When we look only at how strikeout rate contributes to this error term, we get a real relationship. Strikeout rate is strongly correlated to the gap between predicted and actual production:
K% Correlation to wOBA Error
|Year||Correlation||wOBA Per 1% K|
That correlation, and the slope, are strong and consistent over time. Once you know how well someone does when they put the ball in play, that’s not shocking. For every one point increase in strikeout rate, we’d expect to see a wOBA roughly three points lower on average (assuming contact quality stays constant).

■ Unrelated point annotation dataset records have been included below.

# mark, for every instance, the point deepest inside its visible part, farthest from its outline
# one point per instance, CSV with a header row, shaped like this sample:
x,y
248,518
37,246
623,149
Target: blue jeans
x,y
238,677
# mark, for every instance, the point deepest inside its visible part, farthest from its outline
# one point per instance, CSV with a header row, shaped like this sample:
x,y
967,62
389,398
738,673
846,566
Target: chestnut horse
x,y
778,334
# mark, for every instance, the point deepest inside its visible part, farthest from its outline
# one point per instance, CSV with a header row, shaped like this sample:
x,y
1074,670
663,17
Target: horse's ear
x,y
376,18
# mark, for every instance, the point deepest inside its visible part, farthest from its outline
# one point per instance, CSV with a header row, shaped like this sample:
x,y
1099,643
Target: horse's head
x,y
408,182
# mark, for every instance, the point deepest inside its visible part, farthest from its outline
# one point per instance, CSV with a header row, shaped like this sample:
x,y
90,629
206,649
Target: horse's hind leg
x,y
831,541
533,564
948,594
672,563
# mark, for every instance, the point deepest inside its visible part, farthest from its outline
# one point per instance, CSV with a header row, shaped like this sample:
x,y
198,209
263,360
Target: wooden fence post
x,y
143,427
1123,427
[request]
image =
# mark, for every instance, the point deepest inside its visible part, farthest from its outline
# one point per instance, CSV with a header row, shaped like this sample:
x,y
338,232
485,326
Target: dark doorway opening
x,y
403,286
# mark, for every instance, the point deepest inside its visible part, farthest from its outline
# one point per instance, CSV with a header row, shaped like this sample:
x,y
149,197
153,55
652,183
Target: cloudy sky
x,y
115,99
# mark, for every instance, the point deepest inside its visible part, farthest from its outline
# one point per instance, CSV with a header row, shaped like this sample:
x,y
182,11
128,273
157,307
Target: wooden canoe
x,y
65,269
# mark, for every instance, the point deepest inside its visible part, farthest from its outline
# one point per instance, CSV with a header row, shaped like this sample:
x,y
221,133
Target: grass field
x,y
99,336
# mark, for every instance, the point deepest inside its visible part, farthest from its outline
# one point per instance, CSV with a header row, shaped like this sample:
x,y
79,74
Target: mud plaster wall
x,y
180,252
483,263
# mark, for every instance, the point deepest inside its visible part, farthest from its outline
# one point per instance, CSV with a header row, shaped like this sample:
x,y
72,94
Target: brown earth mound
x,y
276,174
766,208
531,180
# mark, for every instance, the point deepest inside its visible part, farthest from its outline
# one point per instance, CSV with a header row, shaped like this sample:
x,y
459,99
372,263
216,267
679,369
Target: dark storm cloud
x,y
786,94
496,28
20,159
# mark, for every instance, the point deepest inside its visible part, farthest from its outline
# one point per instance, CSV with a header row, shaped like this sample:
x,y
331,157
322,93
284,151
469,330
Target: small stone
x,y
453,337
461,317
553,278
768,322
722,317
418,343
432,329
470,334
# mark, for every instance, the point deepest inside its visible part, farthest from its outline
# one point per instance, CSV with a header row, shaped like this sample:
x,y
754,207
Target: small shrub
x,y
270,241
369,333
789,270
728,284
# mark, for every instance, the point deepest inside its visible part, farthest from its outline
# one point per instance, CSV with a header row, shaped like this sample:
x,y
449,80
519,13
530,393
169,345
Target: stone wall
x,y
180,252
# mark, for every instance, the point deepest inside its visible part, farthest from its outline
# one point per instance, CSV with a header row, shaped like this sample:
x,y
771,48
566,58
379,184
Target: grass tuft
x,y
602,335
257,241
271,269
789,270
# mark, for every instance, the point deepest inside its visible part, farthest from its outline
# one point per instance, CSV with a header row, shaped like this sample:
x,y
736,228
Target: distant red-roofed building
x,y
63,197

But there’s something weird here. Look at that table again: Both the correlation and the slope are consistent over time. Adding strikeouts seems to hurt exactly as much, after accounting for loudness of contact, as it did in 2000. And yet we saw the evidence above: higher strikeout rates are now a sign of worse batters, not better.
Why is this? It’s because there’s a hidden factor we haven’t yet considered. A single point of strikeout rate might be tied to a similar decline in wOBA, but strikeout rates are far more dispersed now than they’ve ever been. It’s hardly a secret that strikeout rates have crept up over the years; non-pitchers struck out 15.9% of the time in 2000 and 22.4% of the time in 2019. That higher rate comes with wider variation:
K% Variation Over Time
|Year||K%||StDev K%||3-Year Avg StDev|
And that wider variation seems to be enough. It was never good to be a higher-strikeout batter; there simply wasn’t as much variation. Every batter was clumped in the middle, and production on contact was more important. But production on contact hasn’t changed much in magnitude, and it hasn’t changed at all in variance:
wOBACON Variation Over Time
|Year||wOBACON||StDev||3-Year Avg StDev|
So now normal dispersion in strikeout rate is bigger, which means that a batter one standard deviation below the mean and a batter one standard deviation above the mean are much further apart in strikeout rate. It’s easier, in this day and age, to strike out enough that you just aren’t playable. Variance is wider, which means more players fit that bill. And correlation is a simple thing; it more or less looks at the data points and draws a line. A handful of batters striking out so much they torpedo their stats could flip the observed correlation of strikeout rate and wOBA, and now there’s an intuitive result where once there was a confusing one.
I’d like to point out, at this point, that this whole article has arguably been nonsense. There’s no real meaning in these relationships; as we saw, adding strikeouts is as costly as it ever was, and racking up value when you put the ball in play is still king. In fact, it’s always possible that I interpreted these correlations incorrectly; I’m no mathematician, and I’m merely spitballing based on my intuition of how these relationships have changed. The magnitude of everything is tiny, and there’s nothing causal. It’s just fun with numbers.
But the baseball season hasn’t started yet, and in an increasingly grim world, we could all use a little frivolous data entertainment. If, like me, you enjoy a little mathematical tomfoolery, I hope this fits the bill. Strikeouts have always been bad! They just show up that way now, even if you don’t take the time to control for other things.